By late 2012, when Green Day released ‘¡Uno!’, ‘¡Dos!’ and ‘¡Tré!’ in quick succession, the wheels were coming off. They were exhausted – Billie Joe Armstrong, so convinced that a break from the relentless album-tour-album cycle would cause them to lose momentum, insisted the trio rehearse up to six times a week. They were overwhelmed – every release since 2004’s ‘American Idiot’ had become bigger and more self-important. And they were without a leader – Armstrong’s drink-and-pills diet led to a very public onstage meltdown and subsequent stint in rehab.
Four years later, after the longest break in their career, they’re back. And a lot’s changed. Now sober, the singer, guitarist, and songwriter has relaxed a bit. Admitting to Q magazine the “directionless” trilogy was “prolific for the sake of it”, he’s called ‘Revolution Radio’ “not so much a makeover as a make under”. A back-to-basics album, that’s been compared to U2’s ‘All That You Can’t Leave Behind’, it’s a concerted effort to reclaim their signature sound – and goofiness. They decided, Armstrong told Rolling Stone: “Let’s be Green Day. Green Day is awesome!”
And on ‘Revolution Radio’ they really are. Recorded in secret at Armstrong’s own studio with no additional musicians and the trio self-producing, their 12th studio album is as lit up as the radio on its cover. Yes, there’s a familiar theme that runs through some of the lyrics – the problems facing the United States – but this is no concept record, just 12 songs that pack a punch.

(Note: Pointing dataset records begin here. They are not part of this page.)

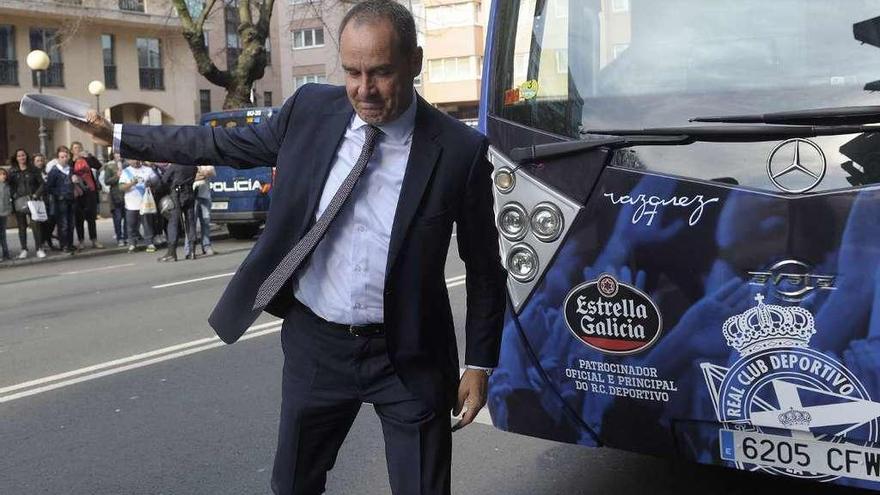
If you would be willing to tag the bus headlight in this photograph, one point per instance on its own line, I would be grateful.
(504, 180)
(513, 221)
(547, 222)
(522, 263)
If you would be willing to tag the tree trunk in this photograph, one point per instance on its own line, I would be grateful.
(238, 93)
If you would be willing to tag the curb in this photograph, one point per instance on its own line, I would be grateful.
(56, 256)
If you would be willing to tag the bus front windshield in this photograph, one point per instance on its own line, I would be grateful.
(567, 65)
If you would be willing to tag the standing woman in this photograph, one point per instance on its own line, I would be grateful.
(61, 186)
(26, 184)
(48, 226)
(87, 203)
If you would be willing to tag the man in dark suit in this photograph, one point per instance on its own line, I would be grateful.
(370, 179)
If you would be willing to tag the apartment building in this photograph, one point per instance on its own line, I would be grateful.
(451, 32)
(133, 46)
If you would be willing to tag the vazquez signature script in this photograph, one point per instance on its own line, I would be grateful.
(647, 206)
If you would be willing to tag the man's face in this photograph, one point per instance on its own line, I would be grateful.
(378, 78)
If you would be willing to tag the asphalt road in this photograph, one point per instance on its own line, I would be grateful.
(111, 382)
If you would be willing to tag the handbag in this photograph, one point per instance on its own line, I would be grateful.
(148, 205)
(38, 210)
(21, 204)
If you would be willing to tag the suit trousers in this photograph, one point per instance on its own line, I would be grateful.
(328, 373)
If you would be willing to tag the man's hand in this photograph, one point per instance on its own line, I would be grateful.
(96, 126)
(471, 396)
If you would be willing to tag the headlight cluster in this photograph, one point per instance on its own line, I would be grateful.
(514, 221)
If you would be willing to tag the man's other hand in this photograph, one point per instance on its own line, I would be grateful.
(96, 126)
(471, 396)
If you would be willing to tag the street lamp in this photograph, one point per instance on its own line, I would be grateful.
(96, 88)
(38, 61)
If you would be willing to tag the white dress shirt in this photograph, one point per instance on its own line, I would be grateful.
(343, 281)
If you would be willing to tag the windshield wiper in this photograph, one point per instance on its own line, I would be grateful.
(817, 116)
(552, 150)
(676, 136)
(741, 133)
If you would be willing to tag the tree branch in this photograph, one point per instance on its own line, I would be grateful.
(194, 34)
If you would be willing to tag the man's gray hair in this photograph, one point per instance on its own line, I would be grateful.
(400, 18)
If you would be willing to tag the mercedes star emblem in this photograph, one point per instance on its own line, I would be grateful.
(796, 166)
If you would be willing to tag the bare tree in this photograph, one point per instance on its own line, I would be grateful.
(250, 65)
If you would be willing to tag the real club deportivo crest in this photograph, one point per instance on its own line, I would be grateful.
(779, 382)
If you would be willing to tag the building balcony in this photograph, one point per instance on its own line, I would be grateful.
(152, 13)
(8, 73)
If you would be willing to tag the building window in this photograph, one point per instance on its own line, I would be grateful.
(131, 5)
(453, 69)
(309, 78)
(49, 41)
(8, 63)
(620, 5)
(233, 40)
(454, 15)
(108, 49)
(150, 63)
(204, 100)
(307, 38)
(268, 47)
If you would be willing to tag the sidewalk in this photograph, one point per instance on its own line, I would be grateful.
(105, 237)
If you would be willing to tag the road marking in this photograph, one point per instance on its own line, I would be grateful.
(102, 268)
(73, 377)
(201, 279)
(125, 363)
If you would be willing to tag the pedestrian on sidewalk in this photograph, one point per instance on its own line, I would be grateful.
(110, 174)
(63, 190)
(5, 211)
(202, 187)
(133, 182)
(26, 184)
(85, 166)
(179, 180)
(48, 226)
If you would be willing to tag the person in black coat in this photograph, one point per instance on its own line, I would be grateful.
(26, 184)
(179, 181)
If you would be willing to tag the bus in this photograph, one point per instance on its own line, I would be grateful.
(240, 197)
(687, 199)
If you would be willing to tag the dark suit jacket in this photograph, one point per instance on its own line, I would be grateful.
(447, 179)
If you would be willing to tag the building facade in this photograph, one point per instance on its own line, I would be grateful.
(451, 32)
(133, 46)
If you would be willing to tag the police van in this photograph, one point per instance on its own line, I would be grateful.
(688, 199)
(240, 197)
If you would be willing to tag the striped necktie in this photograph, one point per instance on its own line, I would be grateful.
(306, 245)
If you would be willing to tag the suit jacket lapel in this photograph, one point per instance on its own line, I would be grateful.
(423, 155)
(327, 141)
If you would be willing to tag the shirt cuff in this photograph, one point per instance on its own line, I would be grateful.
(117, 137)
(483, 368)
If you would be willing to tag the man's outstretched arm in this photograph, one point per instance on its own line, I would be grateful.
(242, 147)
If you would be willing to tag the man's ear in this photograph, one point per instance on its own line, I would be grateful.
(416, 62)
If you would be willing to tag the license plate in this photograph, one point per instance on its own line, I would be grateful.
(836, 459)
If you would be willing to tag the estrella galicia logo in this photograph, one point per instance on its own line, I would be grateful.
(612, 317)
(780, 383)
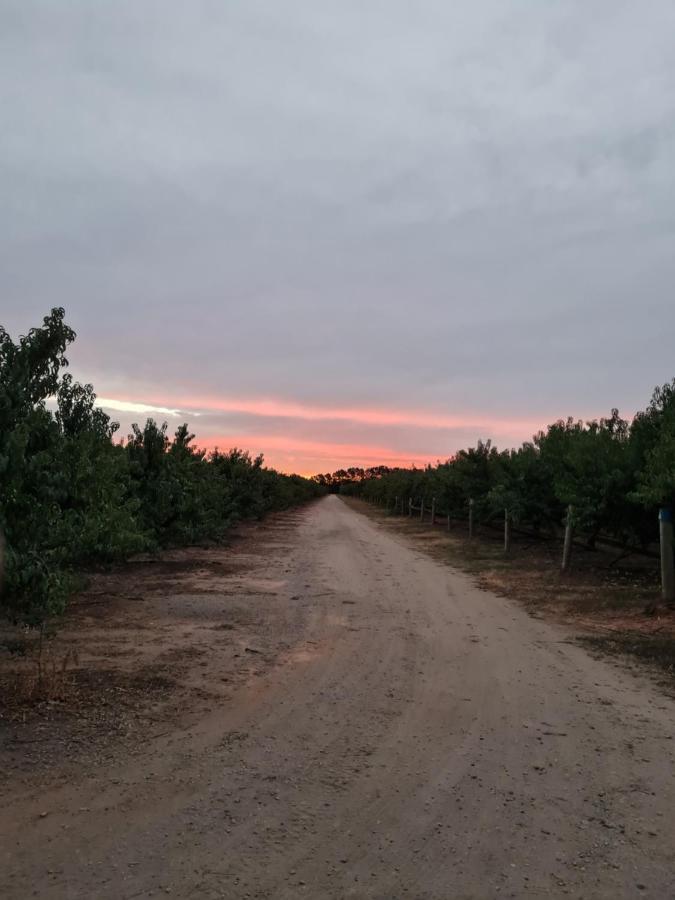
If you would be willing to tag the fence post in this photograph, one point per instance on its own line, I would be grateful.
(667, 566)
(507, 532)
(569, 534)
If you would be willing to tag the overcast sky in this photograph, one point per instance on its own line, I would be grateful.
(345, 232)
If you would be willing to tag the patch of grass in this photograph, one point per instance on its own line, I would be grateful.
(655, 649)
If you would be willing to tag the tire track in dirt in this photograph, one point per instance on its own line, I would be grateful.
(420, 738)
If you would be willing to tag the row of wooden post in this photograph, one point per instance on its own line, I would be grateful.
(665, 536)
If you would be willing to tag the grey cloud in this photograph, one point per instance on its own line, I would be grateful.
(457, 206)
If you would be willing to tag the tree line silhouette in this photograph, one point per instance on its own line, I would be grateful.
(71, 496)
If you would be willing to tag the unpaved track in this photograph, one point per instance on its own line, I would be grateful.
(424, 739)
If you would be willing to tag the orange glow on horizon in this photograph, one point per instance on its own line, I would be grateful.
(280, 452)
(276, 408)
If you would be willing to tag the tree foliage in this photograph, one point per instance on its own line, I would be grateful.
(614, 473)
(71, 496)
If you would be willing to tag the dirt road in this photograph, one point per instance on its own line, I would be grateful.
(421, 738)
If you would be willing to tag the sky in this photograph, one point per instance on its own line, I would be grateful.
(345, 233)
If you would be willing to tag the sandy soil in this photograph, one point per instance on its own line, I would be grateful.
(398, 733)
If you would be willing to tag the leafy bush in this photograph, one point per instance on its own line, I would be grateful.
(614, 473)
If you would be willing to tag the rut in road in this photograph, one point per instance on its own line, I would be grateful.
(422, 739)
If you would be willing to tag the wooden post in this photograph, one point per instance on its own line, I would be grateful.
(667, 566)
(507, 532)
(569, 534)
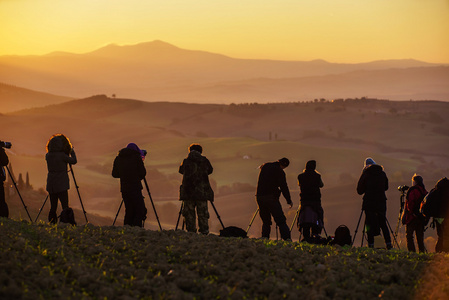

The aggressive punk thrasher ‘Bang Bang’ (dealing with the spate of mass shootings), a title track relentless enough to match lyrics like “Scream with your hands up in the sky/ Like you want to testify”, fun ‘Dookie’ throwback ‘Bouncing Off The Wall’ (complete with those familiar “hey” chants), those neanderthal beats of ‘Too Dumb To Die’, and fizzy ‘Youngblood’ don’t sound like the work of men in their 40s, 30 years into their career.
Even the more dynamic tracks – like ‘Somewhere Now’, with its acoustic guitar intro; the slow-burning ‘Still Breathing’; the dark, foreboding ‘Troubled Times’; the rose-tinted nostalgia of ‘Outlaws’ – have choruses explosive enough to demolish the stadiums they’ll no doubt be filling.
But old habits die hard: the album ends with a three-part epic and the prerequisite ballad. Yet the expansive ‘Forever Now’ sounds immediate rather than self-indulgent, while ‘Ordinary World’ swaps the lavish orchestrations that overwhelmed the quieter moments of ‘21st Century Breakdown’ with little more than an acoustic guitar and Armstrong’s vocal. Like the rest of ‘Revolution Radio’, it’s raw but real.